Thornhill’s anticipation allows him to jump routes underneath at a very high level. In the same game against the Raiders, he has a good idea of what the offense is wanting to do on this play. He communicates to cornerback Bashaud Breeland to let him know that he is taking anything inside. Watch how quickly Thornhill breaks downhill to jump the route and take the interception for six.
One of Thornhill’s best attributes is his spacing within zone coverage. Leveraging himself to be able to make a play on the ball or in that area of the field makes up for not having elite change of direction and acceleration.
Third and goal against the Los Angeles Chargers in Mexico. Keenan Allen motions pre-snap to allow for cushion off the line of scrimmage as he looks to break across the middle in the underneath zones. Thornhill reads it like a book. Allen’s path kept Thornhill from having a good chance to challenge the catch point, but his ability to adjust his angle to deliver a hit that knocks the ball out as Allen turns upfield got the job done.

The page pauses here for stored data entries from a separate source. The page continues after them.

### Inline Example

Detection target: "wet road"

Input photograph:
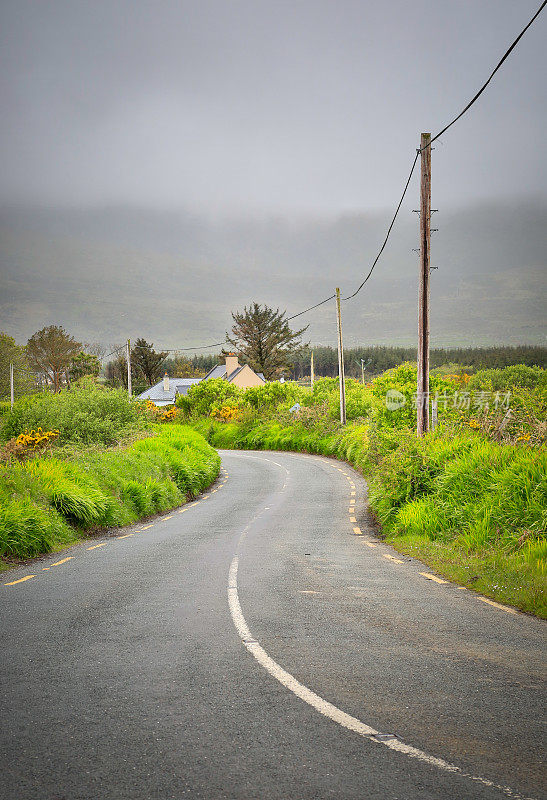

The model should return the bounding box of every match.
[1,450,545,800]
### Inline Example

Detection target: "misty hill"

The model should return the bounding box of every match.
[0,200,545,348]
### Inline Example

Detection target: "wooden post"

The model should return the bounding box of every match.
[10,362,14,409]
[431,397,438,431]
[417,132,431,436]
[335,288,346,425]
[361,359,365,385]
[126,339,132,398]
[310,350,315,390]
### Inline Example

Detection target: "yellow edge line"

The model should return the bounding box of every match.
[479,597,518,615]
[352,527,362,535]
[419,572,448,584]
[4,575,35,586]
[116,533,134,539]
[87,543,108,550]
[383,554,403,564]
[50,557,74,567]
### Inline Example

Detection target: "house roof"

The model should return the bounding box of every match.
[202,363,265,384]
[202,364,228,380]
[137,378,201,403]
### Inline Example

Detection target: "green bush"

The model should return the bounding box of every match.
[243,380,306,410]
[176,378,242,416]
[371,362,450,429]
[468,365,546,391]
[2,386,148,446]
[330,379,373,421]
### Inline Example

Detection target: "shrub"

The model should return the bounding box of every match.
[1,428,60,461]
[176,378,242,416]
[468,365,546,391]
[2,386,148,446]
[330,379,373,421]
[211,405,240,422]
[243,381,306,410]
[371,362,450,429]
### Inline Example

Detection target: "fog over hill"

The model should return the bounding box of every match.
[1,200,545,350]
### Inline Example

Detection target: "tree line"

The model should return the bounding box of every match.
[287,344,547,380]
[2,309,545,400]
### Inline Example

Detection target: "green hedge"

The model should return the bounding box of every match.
[0,425,220,559]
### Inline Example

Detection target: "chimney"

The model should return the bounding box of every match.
[163,373,169,392]
[225,353,239,377]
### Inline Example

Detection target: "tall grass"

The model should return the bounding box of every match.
[0,425,220,560]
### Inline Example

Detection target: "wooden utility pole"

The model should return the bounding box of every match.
[417,132,431,436]
[360,359,365,385]
[10,362,14,410]
[335,288,346,425]
[310,350,315,390]
[126,339,132,398]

Most of his work was from a deep safety role, but Spagnuolo did a good job of mixing him in closer to the line of scrimmage. Playing cornerback in college, Thornhill does a good job of sticking to the hip of most receivers. It’s the quick twitch receivers that gave him some trouble. Before the play was even snapped in this next clip, notice that the rookie safety already knows what’s coming.

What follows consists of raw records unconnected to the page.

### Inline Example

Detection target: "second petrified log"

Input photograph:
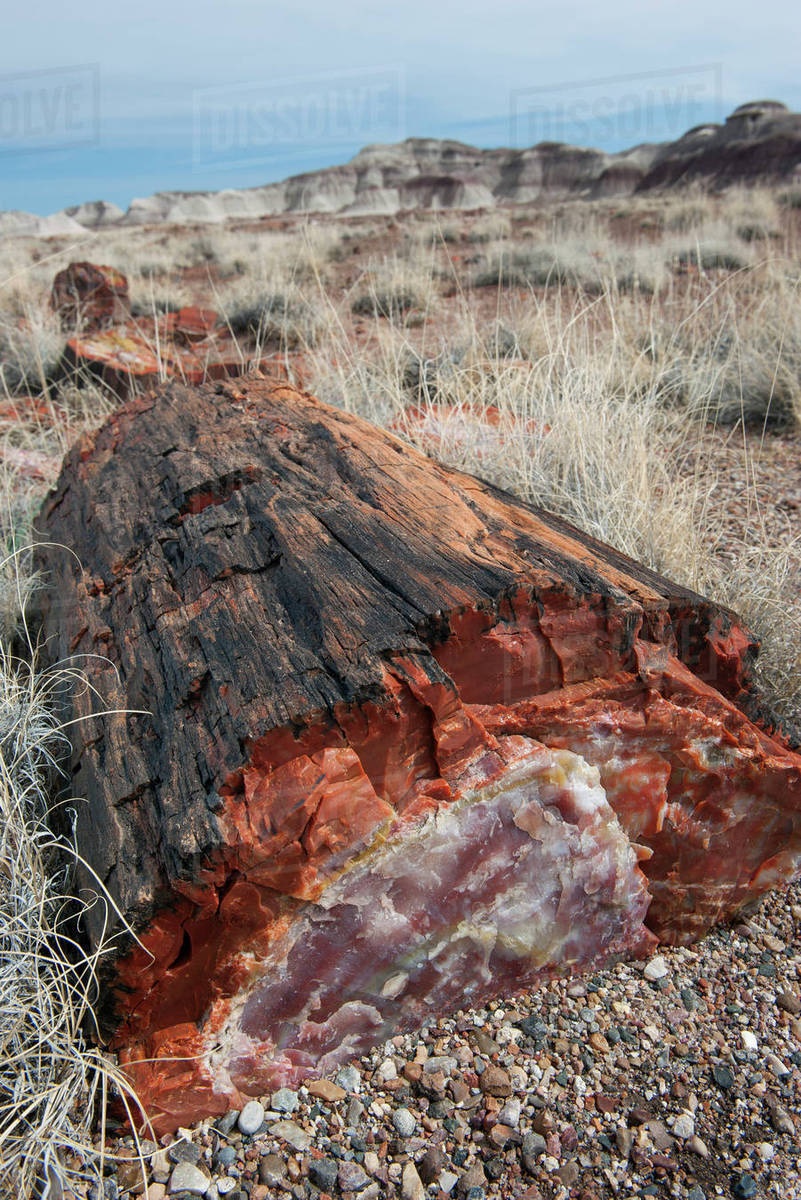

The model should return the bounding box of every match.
[33,377,801,1133]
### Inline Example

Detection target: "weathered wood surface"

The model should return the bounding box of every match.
[33,376,801,1132]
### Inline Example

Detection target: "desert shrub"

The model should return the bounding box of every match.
[222,289,322,348]
[352,287,421,318]
[672,244,749,272]
[778,188,801,210]
[0,308,64,395]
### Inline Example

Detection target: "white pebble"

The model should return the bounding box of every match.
[673,1113,695,1139]
[741,1030,758,1052]
[766,1052,790,1076]
[439,1170,459,1194]
[237,1099,265,1135]
[643,956,668,981]
[757,1142,775,1161]
[168,1162,210,1195]
[376,1059,398,1083]
[392,1107,416,1137]
[498,1097,521,1127]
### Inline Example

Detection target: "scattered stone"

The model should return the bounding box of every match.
[767,1099,795,1135]
[687,1135,709,1158]
[336,1065,362,1093]
[672,1113,695,1139]
[236,1100,265,1135]
[339,1160,370,1191]
[418,1146,447,1184]
[776,988,801,1015]
[401,1161,426,1200]
[392,1107,417,1137]
[215,1112,238,1136]
[270,1088,299,1113]
[168,1141,201,1165]
[479,1063,512,1097]
[376,1058,398,1082]
[765,1051,790,1076]
[306,1077,347,1103]
[489,1123,515,1148]
[116,1161,147,1193]
[711,1064,735,1089]
[258,1155,287,1187]
[643,956,668,981]
[270,1120,312,1151]
[732,1173,758,1199]
[497,1096,521,1127]
[521,1132,547,1172]
[556,1161,579,1187]
[456,1164,487,1196]
[168,1162,210,1195]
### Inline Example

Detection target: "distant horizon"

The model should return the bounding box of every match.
[3,0,800,219]
[2,88,790,219]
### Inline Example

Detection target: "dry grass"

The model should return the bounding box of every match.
[0,183,799,1192]
[0,558,149,1197]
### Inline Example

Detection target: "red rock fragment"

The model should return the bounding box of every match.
[51,262,130,332]
[173,306,220,343]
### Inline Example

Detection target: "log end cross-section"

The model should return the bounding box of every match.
[33,377,801,1134]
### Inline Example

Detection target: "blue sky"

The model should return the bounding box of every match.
[1,0,799,215]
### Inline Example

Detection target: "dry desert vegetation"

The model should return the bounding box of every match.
[1,185,800,1199]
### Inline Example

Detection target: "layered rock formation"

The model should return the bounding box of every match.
[637,100,801,191]
[4,100,798,238]
[34,377,801,1134]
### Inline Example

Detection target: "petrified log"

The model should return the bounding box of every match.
[51,262,130,332]
[33,377,801,1133]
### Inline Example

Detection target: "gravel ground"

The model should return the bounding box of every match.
[64,428,801,1200]
[85,879,800,1200]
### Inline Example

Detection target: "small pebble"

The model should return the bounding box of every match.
[270,1088,298,1113]
[236,1100,264,1135]
[258,1155,287,1187]
[673,1113,695,1139]
[392,1107,417,1137]
[732,1173,758,1199]
[711,1064,735,1089]
[400,1161,426,1200]
[338,1160,370,1191]
[269,1120,311,1151]
[643,956,668,981]
[336,1065,362,1093]
[776,988,801,1015]
[497,1096,521,1127]
[306,1077,346,1102]
[168,1162,210,1195]
[309,1158,338,1192]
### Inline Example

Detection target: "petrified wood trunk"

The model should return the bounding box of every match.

Attacking the first receiver with physicality to push him back and take away the outside lane for the ball carrier, Thornhill forces him to work towards the rest of the defense. He does a great job keeping his chest clean, allowing him to shed the blocker and make the tackle.

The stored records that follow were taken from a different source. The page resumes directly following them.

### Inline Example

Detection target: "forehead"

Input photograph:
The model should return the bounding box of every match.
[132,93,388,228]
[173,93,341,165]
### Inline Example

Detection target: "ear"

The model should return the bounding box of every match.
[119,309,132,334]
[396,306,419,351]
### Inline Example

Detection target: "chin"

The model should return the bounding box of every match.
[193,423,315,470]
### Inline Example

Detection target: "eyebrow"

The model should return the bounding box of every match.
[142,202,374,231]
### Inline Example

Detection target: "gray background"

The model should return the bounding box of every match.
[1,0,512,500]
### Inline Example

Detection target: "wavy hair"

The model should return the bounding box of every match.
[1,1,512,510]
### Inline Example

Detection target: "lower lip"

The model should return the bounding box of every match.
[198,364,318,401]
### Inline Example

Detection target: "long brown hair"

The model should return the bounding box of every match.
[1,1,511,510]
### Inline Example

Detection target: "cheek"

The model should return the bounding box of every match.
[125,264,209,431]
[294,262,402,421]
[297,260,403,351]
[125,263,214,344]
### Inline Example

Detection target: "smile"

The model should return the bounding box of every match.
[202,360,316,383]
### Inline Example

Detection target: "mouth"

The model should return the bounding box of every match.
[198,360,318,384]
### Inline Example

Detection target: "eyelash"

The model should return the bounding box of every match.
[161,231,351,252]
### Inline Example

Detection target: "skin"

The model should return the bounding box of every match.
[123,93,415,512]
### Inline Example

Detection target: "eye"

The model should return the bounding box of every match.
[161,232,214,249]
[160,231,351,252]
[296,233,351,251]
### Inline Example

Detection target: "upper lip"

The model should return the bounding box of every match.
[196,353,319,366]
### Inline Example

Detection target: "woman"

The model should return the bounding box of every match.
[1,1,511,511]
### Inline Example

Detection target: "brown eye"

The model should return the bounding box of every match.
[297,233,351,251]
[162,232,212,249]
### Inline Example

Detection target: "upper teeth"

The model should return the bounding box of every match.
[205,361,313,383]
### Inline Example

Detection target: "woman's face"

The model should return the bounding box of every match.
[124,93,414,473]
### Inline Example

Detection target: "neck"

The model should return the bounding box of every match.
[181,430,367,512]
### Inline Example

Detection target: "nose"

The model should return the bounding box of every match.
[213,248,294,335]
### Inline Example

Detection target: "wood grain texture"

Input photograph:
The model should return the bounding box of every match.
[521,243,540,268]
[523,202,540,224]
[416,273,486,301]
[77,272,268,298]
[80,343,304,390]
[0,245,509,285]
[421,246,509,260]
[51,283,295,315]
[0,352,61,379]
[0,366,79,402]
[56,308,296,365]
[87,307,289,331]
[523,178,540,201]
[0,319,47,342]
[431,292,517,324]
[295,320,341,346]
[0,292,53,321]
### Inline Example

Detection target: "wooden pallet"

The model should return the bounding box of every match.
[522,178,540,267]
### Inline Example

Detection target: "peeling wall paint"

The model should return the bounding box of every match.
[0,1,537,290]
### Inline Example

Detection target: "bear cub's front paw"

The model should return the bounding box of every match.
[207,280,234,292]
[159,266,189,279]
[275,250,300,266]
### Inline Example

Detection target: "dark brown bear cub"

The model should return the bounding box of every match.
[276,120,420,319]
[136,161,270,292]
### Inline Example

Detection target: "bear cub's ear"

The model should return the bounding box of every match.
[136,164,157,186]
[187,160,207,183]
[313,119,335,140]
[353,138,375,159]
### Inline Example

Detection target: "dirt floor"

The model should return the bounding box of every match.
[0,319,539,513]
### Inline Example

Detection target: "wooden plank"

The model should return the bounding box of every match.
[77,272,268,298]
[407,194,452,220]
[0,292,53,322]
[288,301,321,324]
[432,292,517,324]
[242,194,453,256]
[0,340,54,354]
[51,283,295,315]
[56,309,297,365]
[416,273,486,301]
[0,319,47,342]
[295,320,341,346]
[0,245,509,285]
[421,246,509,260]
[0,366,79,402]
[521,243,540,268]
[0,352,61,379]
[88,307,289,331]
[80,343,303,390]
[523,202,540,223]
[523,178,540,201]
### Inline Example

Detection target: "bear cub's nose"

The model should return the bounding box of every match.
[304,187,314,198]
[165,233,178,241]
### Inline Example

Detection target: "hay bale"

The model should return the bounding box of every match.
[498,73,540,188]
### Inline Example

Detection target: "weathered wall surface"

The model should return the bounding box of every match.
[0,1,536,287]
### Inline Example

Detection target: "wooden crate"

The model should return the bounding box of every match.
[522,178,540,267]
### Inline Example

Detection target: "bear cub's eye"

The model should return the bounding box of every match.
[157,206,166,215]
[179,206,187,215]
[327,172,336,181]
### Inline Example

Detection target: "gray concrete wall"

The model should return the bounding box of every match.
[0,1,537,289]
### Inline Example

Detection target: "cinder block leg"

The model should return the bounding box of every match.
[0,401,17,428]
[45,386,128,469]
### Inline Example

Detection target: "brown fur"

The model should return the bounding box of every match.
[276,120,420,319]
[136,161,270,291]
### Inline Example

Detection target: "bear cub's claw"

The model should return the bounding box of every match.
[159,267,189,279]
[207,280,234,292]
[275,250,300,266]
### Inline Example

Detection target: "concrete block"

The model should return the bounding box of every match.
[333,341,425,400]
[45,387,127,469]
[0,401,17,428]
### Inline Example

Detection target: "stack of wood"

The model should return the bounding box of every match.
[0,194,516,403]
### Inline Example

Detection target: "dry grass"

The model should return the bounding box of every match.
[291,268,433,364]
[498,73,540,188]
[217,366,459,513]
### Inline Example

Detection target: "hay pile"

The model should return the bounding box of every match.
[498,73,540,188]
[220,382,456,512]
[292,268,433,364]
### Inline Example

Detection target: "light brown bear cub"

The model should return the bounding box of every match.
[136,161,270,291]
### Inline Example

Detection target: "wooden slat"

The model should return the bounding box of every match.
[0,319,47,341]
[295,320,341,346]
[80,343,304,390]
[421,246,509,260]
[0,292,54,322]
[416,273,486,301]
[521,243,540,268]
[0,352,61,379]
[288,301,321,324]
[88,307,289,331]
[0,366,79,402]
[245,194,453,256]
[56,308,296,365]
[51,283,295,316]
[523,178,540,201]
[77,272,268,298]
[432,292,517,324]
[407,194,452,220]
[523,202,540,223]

Thornhill’s ability to play from single high and take away intermediate and deep areas of the field played a massive role in the defense gaining traction in 2019. With a highly intelligent, physical, safety in the middle of the field who also has great ball skills, Mathieu was able to take different roles within the defense. Cornerbacks were able to be more physical at the line of scrimmage, knowing they had Thornhill over the top. Quickly coming downhill against the run to make stops was another massive improvement from that position a year ago.
Once Thornhill became comfortable in the Kansas City defense, he displayed improvements in not allowing quarterbacks to look him off. He also developed more anticipation with an understanding of what offenses were trying to do.